0

I am trying to parse/read the multiple xml files from my current data and try to combine them together.

current type of XMLResponse is character

And my sample xml file is like this:

<ApplicationResponse>
    <Service Name="AlternativeCreditAttributes">
      <Categories>
        <Category Name="Default">
          <Attributes>
            <Attribute Name="ACA_ACH_NSF_12M" Value="0" />
            <Attribute Name="ACA_ACH_NSF_18M" Value="0" />
            <Attribute Name="ACA_ACH_NSF_24M" Value="0" />
            <Attribute Name="ACA_ACH_NSF_3M" Value="0" />
            <Attribute Name="ACA_ACH_NSF_6M" Value="0" />
            <Attribute Name="ACA_ACH_NSF_9M" Value="0" />
            <Attribute Name="ACA_ACH_NSF_AMT_12M" Value="" />
            <Attribute Name="ACA_ACH_NSF_AMT_18M" Value="" />
            <Attribute Name="ACA_ACH_NSF_AMT_24M" Value="" />
            <Attribute Name="ACA_ACH_NSF_AMT_3M" Value="" />
            <Attribute Name="ACA_ACH_NSF_AMT_6M" Value="" />
            <Attribute Name="ACA_ACH_NSF_AMT_9M" Value="" />
            <Attribute Name="ACA_ACH_NSF_AMT_EVER" Value="600" />
            <Attribute Name="ACA_ACH_NSF_EVER" Value="2" />
            <Attribute Name="ACA_ACH_NSF_MONTHS_SINCE_NEWEST" Value="41" />
            <Attribute Name="ACA_ACH_NSF_MONTHS_SINCE_OLDEST" Value="41" />
          </Attributes>
        </Category>
      </Categories>
    </Service>
</ApplicationResponse>

I have successfully pulled one single file based on the following code:

doc<-read_xml(Data$XMLResponse[1])
  # setNames(data.frame(
    cols<- xml_attr(xml_find_all(doc, "//Attribute"), "Name")
    rows<- xml_attr(xml_find_all(doc, "//Attribute"), "Value")
  # ),
out  <- data.frame(rows, row.names = cols)
out

But when I tried to use lapply to pull multiple files base on this answer, I met the Error on working directory.

Error: 'NA' does not exist in current working directory

Below is the code I use.

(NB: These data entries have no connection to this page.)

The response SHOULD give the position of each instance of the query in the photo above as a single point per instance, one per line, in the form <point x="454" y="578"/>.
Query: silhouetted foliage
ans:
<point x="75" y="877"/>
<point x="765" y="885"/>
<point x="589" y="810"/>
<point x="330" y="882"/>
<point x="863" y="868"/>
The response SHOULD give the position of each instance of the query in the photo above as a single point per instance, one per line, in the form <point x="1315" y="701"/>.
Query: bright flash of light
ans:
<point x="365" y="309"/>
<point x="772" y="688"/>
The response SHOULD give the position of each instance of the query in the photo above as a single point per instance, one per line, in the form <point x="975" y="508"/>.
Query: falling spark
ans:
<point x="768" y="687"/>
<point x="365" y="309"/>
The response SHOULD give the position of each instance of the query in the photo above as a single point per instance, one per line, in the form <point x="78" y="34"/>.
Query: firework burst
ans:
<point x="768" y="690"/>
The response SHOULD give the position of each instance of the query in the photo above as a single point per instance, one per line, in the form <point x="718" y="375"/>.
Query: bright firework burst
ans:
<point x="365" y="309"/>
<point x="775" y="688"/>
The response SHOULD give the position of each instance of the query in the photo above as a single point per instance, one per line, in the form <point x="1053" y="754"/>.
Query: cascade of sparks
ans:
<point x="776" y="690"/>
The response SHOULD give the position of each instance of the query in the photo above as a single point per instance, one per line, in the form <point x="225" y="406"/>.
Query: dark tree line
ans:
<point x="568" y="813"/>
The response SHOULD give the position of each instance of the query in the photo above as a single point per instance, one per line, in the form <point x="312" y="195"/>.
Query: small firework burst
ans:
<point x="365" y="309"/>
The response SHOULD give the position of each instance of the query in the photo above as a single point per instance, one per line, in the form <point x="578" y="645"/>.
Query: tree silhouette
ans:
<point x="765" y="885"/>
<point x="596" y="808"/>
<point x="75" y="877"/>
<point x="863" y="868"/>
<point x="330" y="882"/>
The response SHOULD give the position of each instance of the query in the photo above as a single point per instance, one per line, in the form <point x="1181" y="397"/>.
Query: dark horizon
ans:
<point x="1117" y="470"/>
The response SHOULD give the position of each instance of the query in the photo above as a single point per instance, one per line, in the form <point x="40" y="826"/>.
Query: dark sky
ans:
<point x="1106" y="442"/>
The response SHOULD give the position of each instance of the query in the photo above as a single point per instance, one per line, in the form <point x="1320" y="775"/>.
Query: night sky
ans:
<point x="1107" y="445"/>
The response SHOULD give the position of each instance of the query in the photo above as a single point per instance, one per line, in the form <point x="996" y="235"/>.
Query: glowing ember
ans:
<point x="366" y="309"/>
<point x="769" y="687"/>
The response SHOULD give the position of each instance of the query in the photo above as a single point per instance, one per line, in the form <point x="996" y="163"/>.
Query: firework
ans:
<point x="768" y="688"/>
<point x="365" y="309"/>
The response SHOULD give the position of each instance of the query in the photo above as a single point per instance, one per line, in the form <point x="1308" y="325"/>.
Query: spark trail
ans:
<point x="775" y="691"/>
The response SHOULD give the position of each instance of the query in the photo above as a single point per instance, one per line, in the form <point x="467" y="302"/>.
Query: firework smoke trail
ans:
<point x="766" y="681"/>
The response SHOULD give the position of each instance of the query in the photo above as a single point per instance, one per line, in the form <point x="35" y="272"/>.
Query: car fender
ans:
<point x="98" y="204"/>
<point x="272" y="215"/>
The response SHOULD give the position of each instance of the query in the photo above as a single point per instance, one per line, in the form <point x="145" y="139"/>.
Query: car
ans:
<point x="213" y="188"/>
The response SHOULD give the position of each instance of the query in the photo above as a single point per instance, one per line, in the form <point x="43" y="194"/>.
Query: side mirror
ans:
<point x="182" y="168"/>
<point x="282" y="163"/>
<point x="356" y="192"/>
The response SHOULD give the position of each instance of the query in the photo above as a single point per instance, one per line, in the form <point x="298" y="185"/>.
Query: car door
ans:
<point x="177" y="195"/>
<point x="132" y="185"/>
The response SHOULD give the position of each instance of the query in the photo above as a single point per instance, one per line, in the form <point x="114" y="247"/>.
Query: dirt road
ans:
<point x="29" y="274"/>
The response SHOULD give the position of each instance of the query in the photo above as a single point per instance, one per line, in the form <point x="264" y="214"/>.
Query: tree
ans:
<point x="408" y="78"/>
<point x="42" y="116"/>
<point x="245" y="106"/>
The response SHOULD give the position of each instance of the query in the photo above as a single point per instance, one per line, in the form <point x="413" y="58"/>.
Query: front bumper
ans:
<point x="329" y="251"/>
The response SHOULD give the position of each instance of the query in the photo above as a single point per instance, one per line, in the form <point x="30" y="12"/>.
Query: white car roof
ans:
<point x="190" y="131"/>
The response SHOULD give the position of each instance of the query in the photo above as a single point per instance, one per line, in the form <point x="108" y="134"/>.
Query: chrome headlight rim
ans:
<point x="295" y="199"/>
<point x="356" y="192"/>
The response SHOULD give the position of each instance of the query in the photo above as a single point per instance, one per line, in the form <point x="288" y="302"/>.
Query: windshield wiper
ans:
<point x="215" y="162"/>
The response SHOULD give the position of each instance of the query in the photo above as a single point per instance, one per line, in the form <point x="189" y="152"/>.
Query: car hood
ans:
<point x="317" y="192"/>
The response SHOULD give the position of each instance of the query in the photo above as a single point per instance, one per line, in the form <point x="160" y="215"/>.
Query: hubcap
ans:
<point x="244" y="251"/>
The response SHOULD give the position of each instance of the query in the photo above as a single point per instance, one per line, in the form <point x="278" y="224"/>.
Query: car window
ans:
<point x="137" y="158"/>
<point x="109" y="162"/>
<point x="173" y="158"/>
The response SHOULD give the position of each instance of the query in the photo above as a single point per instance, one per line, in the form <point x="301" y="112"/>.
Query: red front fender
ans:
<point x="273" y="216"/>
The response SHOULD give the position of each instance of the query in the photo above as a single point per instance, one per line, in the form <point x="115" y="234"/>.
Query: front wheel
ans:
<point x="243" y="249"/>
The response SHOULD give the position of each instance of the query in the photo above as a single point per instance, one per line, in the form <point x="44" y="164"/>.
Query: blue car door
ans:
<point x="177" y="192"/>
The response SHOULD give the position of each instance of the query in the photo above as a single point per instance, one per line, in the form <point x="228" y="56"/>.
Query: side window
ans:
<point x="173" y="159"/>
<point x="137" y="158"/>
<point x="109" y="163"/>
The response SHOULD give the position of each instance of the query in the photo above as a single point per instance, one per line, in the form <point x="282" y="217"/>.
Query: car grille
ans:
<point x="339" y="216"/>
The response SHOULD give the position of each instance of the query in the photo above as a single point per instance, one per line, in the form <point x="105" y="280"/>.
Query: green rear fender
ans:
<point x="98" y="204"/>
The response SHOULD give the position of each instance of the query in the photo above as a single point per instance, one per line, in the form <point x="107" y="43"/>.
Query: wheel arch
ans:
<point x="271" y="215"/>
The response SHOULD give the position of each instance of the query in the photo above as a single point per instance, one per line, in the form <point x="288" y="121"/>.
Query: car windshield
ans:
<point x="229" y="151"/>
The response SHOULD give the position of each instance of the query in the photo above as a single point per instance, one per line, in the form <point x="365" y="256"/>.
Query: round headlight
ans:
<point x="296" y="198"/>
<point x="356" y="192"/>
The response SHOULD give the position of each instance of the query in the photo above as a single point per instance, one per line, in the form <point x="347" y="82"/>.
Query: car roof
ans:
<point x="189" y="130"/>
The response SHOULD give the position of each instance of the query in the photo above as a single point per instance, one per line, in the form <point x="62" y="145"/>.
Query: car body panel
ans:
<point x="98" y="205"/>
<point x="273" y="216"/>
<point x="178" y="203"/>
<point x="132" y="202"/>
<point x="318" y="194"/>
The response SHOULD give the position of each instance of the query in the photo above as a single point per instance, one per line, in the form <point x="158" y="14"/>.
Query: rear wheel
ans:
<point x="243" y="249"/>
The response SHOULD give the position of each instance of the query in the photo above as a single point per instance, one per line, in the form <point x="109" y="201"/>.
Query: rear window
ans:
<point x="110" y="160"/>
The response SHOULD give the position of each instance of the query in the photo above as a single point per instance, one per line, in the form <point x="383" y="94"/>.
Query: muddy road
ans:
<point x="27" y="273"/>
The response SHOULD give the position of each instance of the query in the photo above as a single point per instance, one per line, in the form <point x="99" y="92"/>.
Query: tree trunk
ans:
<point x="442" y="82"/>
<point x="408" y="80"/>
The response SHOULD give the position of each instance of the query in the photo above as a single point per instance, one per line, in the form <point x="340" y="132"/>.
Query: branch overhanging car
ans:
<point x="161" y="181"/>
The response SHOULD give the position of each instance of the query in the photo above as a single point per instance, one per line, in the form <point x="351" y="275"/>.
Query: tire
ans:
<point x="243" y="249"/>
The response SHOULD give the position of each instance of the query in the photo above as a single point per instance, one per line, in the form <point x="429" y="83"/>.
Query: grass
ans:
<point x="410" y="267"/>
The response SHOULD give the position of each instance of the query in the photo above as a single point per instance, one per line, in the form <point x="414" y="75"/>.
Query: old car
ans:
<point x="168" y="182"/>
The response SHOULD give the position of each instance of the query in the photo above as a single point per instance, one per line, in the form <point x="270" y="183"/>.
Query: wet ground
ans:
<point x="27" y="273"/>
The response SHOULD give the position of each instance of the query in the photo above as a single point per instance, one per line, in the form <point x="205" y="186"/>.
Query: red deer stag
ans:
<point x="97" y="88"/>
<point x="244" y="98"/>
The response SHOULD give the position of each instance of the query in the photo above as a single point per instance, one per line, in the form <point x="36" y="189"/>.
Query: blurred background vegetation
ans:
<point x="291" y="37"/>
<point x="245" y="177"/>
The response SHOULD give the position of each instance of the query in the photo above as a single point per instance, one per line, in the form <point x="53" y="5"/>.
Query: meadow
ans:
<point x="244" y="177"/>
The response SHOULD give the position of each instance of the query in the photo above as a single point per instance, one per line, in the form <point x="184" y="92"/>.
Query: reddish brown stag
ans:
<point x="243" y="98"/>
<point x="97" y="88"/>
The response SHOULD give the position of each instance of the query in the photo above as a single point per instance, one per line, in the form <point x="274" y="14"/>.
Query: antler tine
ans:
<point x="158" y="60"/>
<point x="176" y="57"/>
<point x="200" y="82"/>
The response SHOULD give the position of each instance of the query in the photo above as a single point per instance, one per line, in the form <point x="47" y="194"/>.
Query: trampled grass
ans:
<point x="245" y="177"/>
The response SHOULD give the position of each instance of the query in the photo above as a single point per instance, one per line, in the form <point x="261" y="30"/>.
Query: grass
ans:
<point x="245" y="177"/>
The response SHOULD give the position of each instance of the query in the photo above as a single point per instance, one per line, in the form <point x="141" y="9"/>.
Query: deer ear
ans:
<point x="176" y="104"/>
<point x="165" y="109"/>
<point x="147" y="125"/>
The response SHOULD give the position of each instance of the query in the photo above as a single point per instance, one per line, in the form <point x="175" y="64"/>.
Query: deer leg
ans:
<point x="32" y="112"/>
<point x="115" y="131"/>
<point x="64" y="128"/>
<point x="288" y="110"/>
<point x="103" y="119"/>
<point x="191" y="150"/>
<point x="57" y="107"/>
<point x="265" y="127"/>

Please let me know if you know the issue or if you need any details on this problem. Thanks in advance.

df_list <- lapply(Data$XMLResponse, function(f) {
  doc <- read_xml(f)
  setNames(data.frame(
    xml_attr(xml_find_all(doc, "//Attribute"), "Name"),
    xml_attr(xml_find_all(doc, "//Attribute"), "Value")
  ),c("Name", f))
})
Parfait
  • 104,375
  • 17
  • 94
  • 125
Universe
  • 17
  • 1
  • 5
  • If you're running into problems with lapply you can step through the problem more easily by seeing what happens why you try to run the same code as a loop. Create an empty list first, store your doc variable at each index of the list, then if the loop throws an error, check the size of your new list. Often you'll find that one of the elements of the vector you were working on gives an unexpected result. – Allan Cameron Jan 16 '20 at 19:54
  • Thanks @AllanCameron. Creating a empty list helped me find where the loop stopped. It's probably because the illgeal xml character in the file. – Universe Jan 17 '20 at 16:23

1 Answers1

1

Here is an approach that uses a for() loop to collect all of the values from each xml file that you have stored within Data$XMLResponse. Code assumes every xml file has exactly the same length of "Attributes" in the same order.

library(xml2)    
#create a blank list
datalist = list()
#loop through your column of xml responses to extract the values you want.
for(i in 1:length(Data$XMLResponse)){
temp_vals<-read_xml(Data$XMLResponse[i])
temp_vals<-xml_attr(xml_find_all(temp_vals, "//Attribute"), "Value")
#assign these values to your data list
datalist[[i]]<-temp_vals
}

#bind the data from the xml files together
your_data = do.call(rbind, datalist)

Then get column names:

your_column_names<-xml_attr(xml_find_all(Data$XMLResponse[1], "//Attribute"), "Name")
doc<-setNames(data.frame(matrix(ncol = length(your_column_names), nrow = 0)), your_column_names)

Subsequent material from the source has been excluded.